La combinación de estas tres dimensiones presupone que no se trata sólo de
realizar bien el trabajo o de hacer un buen trabajo (que en el
lenguaje al uso identificamos como eficacia, eficiencia, competencia,
aptitud...), sino también de ser conscientes del para qué y por qué
hemos de hacerlo. Cuando la meta es educar a otros, o, con mayor sentido,
ayudar a que se eduquen por sí mismos, no basta con "progresar adecuadamente",
"rentabilizar los recursos" o "alcanzar los objetivos". Tanto o más importante
será preguntarse por la naturaleza de dicho progreso, por las consecuencias y
los significados últimos de todo logro formativo. Máxime cuando son
interrogantes que eluden las triunfantes concepciones liberales de la "calidad
educativa", como si en nombre de la "calidad" y de la "educación" pudiera
decirse y hacerse cualquier cosa.
En este contexto, apelamos a la ética de los compromisos mutuos como una
forma de recuperar perspectivas para la sociedad, la educación y la profesión
docente. Entre otras, las que permitan la participación de múltiples agentes en
las decisiones y actuaciones educativas, en las políticas y proyectos que las
promueven; las que combatan la alienación o el extrañamiento sociológico que
padecen muchos profesores, convertidos en simples satisfactores de necesidades
y demandas "externas", no siempre atentos a motivaciones pedagógicas.

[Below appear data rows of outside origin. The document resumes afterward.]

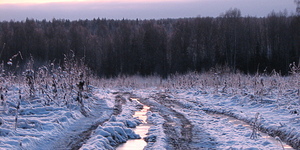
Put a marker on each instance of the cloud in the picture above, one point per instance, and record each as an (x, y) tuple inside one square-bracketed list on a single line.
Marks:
[(112, 9)]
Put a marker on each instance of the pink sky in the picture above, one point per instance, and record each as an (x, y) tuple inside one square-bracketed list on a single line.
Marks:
[(133, 9)]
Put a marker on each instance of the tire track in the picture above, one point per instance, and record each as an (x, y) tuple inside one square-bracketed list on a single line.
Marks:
[(177, 127)]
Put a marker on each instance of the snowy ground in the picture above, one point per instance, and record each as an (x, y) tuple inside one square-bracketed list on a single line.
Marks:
[(181, 118)]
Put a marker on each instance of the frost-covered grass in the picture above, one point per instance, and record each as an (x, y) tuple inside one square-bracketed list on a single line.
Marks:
[(52, 101)]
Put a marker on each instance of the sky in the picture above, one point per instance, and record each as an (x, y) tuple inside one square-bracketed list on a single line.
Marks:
[(19, 10)]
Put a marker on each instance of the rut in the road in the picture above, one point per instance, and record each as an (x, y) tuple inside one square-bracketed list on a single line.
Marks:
[(177, 127)]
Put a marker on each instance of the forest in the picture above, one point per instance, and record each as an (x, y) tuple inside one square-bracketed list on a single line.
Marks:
[(158, 47)]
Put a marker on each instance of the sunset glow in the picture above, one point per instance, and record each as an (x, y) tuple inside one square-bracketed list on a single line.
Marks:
[(76, 1), (133, 9)]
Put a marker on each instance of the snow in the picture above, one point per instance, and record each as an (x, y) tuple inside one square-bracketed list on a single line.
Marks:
[(222, 118)]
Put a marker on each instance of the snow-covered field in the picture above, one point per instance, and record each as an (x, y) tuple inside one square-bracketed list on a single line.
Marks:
[(208, 111)]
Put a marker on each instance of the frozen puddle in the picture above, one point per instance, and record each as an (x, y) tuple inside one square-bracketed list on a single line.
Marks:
[(142, 130), (262, 135)]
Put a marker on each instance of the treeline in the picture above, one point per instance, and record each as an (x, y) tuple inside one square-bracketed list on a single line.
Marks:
[(162, 47)]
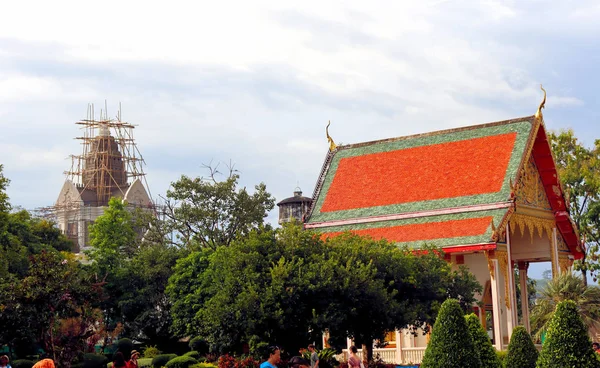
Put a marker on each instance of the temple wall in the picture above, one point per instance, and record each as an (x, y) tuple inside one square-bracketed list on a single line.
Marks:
[(523, 248)]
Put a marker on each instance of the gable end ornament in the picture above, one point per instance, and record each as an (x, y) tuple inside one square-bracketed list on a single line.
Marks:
[(332, 145), (538, 113)]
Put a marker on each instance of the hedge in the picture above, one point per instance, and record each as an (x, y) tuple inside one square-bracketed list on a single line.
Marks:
[(181, 362), (482, 343), (567, 342), (521, 350), (160, 361), (451, 345)]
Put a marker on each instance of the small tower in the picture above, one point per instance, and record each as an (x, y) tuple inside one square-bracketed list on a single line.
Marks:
[(294, 207), (110, 165)]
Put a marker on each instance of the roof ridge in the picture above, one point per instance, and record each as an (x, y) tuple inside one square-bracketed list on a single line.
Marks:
[(415, 214), (530, 119)]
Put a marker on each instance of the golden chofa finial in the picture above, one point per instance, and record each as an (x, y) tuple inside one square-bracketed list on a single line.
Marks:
[(332, 145), (538, 114)]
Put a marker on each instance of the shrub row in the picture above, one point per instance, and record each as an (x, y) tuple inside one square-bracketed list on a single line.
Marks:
[(457, 341)]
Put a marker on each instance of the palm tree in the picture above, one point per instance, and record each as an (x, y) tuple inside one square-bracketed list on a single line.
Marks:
[(566, 287)]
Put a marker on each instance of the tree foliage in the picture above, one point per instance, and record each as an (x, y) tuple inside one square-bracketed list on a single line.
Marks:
[(579, 171), (207, 212), (567, 343), (55, 301), (483, 344), (566, 286), (521, 350), (451, 344)]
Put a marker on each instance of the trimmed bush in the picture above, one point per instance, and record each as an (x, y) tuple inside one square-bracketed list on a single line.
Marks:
[(194, 354), (94, 361), (199, 344), (22, 363), (501, 357), (451, 345), (181, 362), (125, 346), (151, 352), (482, 343), (204, 365), (567, 342), (145, 362), (160, 361), (521, 350)]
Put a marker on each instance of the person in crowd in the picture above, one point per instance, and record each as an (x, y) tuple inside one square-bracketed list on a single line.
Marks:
[(4, 361), (273, 359), (119, 360), (44, 363), (299, 362), (314, 356), (353, 360), (132, 363)]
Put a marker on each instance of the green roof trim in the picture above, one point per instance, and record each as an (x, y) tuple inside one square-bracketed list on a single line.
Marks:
[(521, 126), (497, 216)]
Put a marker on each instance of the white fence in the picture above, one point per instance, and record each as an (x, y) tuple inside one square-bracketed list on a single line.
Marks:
[(394, 356)]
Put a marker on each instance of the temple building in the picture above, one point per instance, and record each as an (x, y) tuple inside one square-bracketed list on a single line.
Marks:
[(294, 208), (109, 166), (488, 195)]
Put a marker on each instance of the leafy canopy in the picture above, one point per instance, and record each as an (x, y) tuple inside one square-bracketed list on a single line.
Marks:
[(579, 171), (286, 286), (209, 213)]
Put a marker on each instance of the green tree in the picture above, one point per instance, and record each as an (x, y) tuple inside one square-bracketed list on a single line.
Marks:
[(521, 350), (579, 171), (4, 204), (55, 300), (112, 237), (287, 286), (143, 302), (208, 213), (567, 343), (483, 344), (566, 286), (451, 344)]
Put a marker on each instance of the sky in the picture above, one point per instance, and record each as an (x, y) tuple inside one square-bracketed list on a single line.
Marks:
[(255, 82)]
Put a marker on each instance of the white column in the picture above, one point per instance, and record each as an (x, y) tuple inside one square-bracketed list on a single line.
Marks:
[(554, 258), (348, 344), (524, 295), (496, 304), (398, 347), (512, 320)]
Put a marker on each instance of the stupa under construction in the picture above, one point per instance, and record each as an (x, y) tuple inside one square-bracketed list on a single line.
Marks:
[(110, 165)]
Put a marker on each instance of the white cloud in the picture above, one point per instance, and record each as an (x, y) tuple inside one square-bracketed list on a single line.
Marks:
[(256, 82)]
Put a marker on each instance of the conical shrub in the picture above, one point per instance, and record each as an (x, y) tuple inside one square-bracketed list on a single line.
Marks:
[(482, 343), (567, 343), (521, 350), (451, 345)]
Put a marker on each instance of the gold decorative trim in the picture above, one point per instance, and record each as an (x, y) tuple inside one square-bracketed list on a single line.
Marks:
[(538, 113), (490, 259), (529, 189), (503, 264), (564, 263), (532, 223), (332, 145), (560, 243)]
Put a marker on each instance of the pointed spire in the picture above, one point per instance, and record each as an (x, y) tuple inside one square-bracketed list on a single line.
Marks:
[(538, 114), (332, 145)]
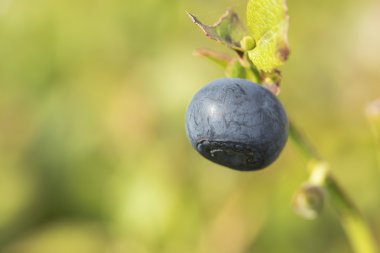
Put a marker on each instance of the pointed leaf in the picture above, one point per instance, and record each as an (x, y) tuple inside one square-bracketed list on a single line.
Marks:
[(268, 22), (227, 30)]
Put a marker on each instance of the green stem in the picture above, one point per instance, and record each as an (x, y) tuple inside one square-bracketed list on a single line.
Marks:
[(353, 223)]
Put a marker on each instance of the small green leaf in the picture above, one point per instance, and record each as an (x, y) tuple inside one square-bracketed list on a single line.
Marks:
[(268, 22), (235, 69), (228, 29)]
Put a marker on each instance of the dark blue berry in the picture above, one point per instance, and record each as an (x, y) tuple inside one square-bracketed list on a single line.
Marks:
[(237, 123)]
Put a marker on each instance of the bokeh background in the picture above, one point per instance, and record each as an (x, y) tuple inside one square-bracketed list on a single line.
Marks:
[(93, 151)]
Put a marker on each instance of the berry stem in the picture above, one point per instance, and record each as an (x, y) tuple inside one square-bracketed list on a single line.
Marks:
[(352, 221)]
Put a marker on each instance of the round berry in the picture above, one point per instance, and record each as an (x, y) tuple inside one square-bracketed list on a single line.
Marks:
[(237, 123)]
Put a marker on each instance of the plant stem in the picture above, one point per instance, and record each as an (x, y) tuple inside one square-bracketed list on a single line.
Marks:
[(353, 223)]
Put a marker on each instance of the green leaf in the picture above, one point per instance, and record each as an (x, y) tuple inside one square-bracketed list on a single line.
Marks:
[(235, 69), (228, 29), (268, 21)]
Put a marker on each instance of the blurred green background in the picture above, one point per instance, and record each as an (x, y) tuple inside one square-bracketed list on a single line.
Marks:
[(93, 151)]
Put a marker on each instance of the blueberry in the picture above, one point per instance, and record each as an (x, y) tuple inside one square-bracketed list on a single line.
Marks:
[(237, 123)]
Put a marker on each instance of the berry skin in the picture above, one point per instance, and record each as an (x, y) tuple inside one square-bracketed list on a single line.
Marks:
[(237, 123)]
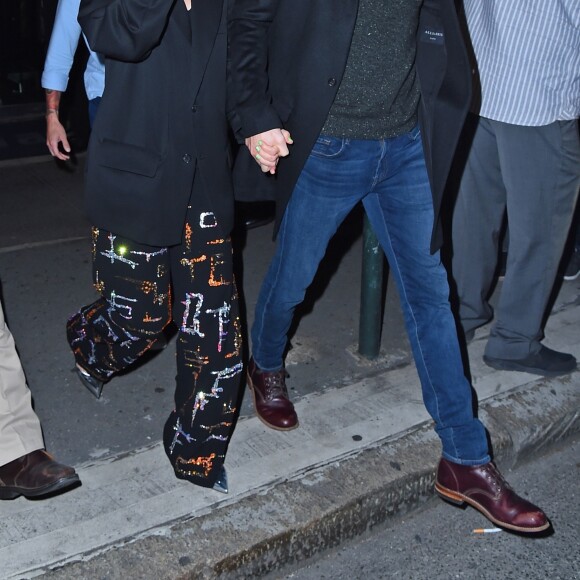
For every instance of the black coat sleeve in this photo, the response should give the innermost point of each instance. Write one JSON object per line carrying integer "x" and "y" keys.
{"x": 125, "y": 30}
{"x": 249, "y": 98}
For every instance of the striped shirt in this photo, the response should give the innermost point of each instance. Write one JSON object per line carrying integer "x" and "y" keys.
{"x": 528, "y": 58}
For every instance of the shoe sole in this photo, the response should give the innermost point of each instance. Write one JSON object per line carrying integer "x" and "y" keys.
{"x": 251, "y": 385}
{"x": 505, "y": 365}
{"x": 459, "y": 499}
{"x": 95, "y": 388}
{"x": 14, "y": 492}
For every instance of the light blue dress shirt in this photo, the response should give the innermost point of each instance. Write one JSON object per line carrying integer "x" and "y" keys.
{"x": 61, "y": 50}
{"x": 528, "y": 56}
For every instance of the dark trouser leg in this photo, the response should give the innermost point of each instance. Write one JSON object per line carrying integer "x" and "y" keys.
{"x": 209, "y": 363}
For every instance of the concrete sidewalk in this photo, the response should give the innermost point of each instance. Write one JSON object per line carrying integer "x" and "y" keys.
{"x": 365, "y": 450}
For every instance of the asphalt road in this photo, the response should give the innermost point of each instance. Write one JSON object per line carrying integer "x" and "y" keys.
{"x": 439, "y": 543}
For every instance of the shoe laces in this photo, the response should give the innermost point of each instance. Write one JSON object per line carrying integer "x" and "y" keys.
{"x": 275, "y": 383}
{"x": 496, "y": 479}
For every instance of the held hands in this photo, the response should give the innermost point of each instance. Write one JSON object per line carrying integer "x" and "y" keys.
{"x": 267, "y": 148}
{"x": 56, "y": 134}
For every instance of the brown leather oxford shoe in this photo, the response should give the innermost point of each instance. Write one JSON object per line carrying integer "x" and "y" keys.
{"x": 33, "y": 475}
{"x": 484, "y": 488}
{"x": 273, "y": 406}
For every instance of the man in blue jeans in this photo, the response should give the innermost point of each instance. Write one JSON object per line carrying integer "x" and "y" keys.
{"x": 339, "y": 82}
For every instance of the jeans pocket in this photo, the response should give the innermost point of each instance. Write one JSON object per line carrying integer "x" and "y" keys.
{"x": 328, "y": 147}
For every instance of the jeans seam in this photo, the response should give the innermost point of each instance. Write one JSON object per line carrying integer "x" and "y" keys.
{"x": 268, "y": 298}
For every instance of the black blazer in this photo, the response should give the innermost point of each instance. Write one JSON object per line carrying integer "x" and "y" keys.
{"x": 287, "y": 58}
{"x": 161, "y": 119}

Finalmente, aunque sin agotar todas las opciones, las que ayuden a entender que
a pesar de que los derechos y deberes nos afectan a todos, lo hacen de un modo
especial a quienes desempeñan su profesión en el dominio de "lo" público, con y
para diversos públicos, en tiempos y espacios que además de ser sociedad,
obligan a crear sociedad. Aceptar este hecho comienza siendo un empeño
personal; resolverlo coherentemente sólo será factible con la colaboración de
otros.
A esta cooperación se remite la ética de los compromisos compartidos: en primer
término, para que todos y cada uno de los ciudadanos se sientan implicados en
los procesos, como educadores y educandos; en última instancia, y sin duda la
más importante, para que nadie se sienta excluido de ellos.